‘Instead of filling in the blanks, I wanted to be a blank and be filled in.’

by bethanybump

As I often do when I finish cleaning someone’s house early (summer job), a couple weeks ago I found myself leafing through the inhabitant’s books and magazines stacked on his trendy, post-modern coffee table. National Geographic, Newsweek, Rolling Stone topped the stacks, their covers largely uninteresting except for the latter. Robert Downey Jr. was the cover story for that week’s Rolling Stone. Having little knowledge of the magazine outside of assuming it was just about music, I skimmed it for the Downey profile looking for an answer as to why a music magazine would profile an actor.

It didn’t matter, really. Robert Downey Jr. had been a brief crush of mine in my mid-teens, but all the hype about him since Iron Man had made me self-conscious of my own appeal toward him. If the mainstream likes him, I certainly shouldn’t. Regardless, with the first sentence of the profile in Rolling Stone I was hungry for more. I read violently, refusing to put it down when in all likelihood I should have been cleaning up final things in the house I was soon to leave.

I’ve never respected magazines. Their writers, their editors, their condescension. I’ve never respected the people who so vainly want to write for them, most of these people surround me in school, and most of them happen to be clearly privileged girls who think their overpriced wardrobe somehow qualifies them to report on fashion, trends and celebrities in high-profile magazines. Maybe despise is a better word. I pretty much despise them. The way magazine writers write dumbfounds me. There’s always some folksy, trying-too-hard to be relatable element in their language. “You wouldn’t think someone with the media circus of Britney Spears following her around would show up to an interview in ripped jeans and a plain white T-shirt would you?” No, never. I wouldn’t think someone who is trying to tell me there is a certain down-to-earth quality in a celebrity wouldn’t just say that in normal terms. Instead, I find, they write the way they think magazine writers should sound. I’m not innocent of this. Perhaps my biggest fear of writing in the last year has been just that. Sometimes I find myself writing the way I think writers should sound.

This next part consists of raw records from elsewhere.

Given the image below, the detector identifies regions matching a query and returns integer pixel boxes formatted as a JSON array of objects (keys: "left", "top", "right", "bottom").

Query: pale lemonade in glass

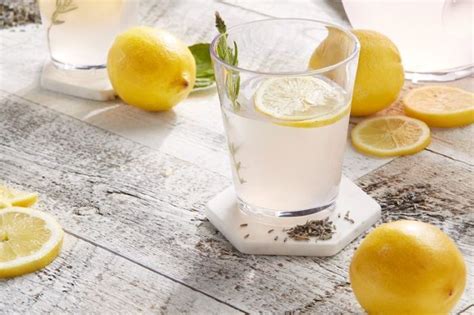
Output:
[
  {"left": 211, "top": 19, "right": 359, "bottom": 216},
  {"left": 39, "top": 0, "right": 138, "bottom": 69}
]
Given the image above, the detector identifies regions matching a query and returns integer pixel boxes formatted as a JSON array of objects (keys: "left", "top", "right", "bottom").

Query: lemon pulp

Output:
[
  {"left": 254, "top": 76, "right": 350, "bottom": 128},
  {"left": 351, "top": 116, "right": 430, "bottom": 157},
  {"left": 0, "top": 207, "right": 64, "bottom": 278}
]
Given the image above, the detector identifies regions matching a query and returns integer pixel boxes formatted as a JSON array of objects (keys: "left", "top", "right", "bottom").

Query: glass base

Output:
[
  {"left": 405, "top": 65, "right": 474, "bottom": 83},
  {"left": 237, "top": 197, "right": 336, "bottom": 220},
  {"left": 51, "top": 57, "right": 106, "bottom": 70}
]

Walter Kirn stunned me. In his simplicity, his vocabulary (surprisingly complex but not in the flashy, erudite style people who use words like erudite write), in his apparently heightened perception of the people and things around him. I didn’t recognize the byline, but I knew the only reason I was at all interested in Robert Downey Jr.’s absurd, new age-y, over-hyped life was because of the way Walter Kirn wrote about him. Kirn’s tagline at the end of the article said he was the author of “Up in the Air.” Great movie, but never read the book.

Luckily, I found several of his novels at the Schenectady library last weekend. It also had his memoir, “Lost in the Meritocracy.” After I had finished one of his novels from the 1990s, I started in on the memoir. I now have the need to find every piece of writing of his that’s public and read them all. I have also esteemed him one of my favorite writers, where his writing style not surprisingly fits in with that of my other favorite authors. It appears that over the years I have developed a taste for a certain writing style — Dave Eggers, Jonathan Franzen, Chuck Klosterman, James Frey, even. And now Walter Kirn.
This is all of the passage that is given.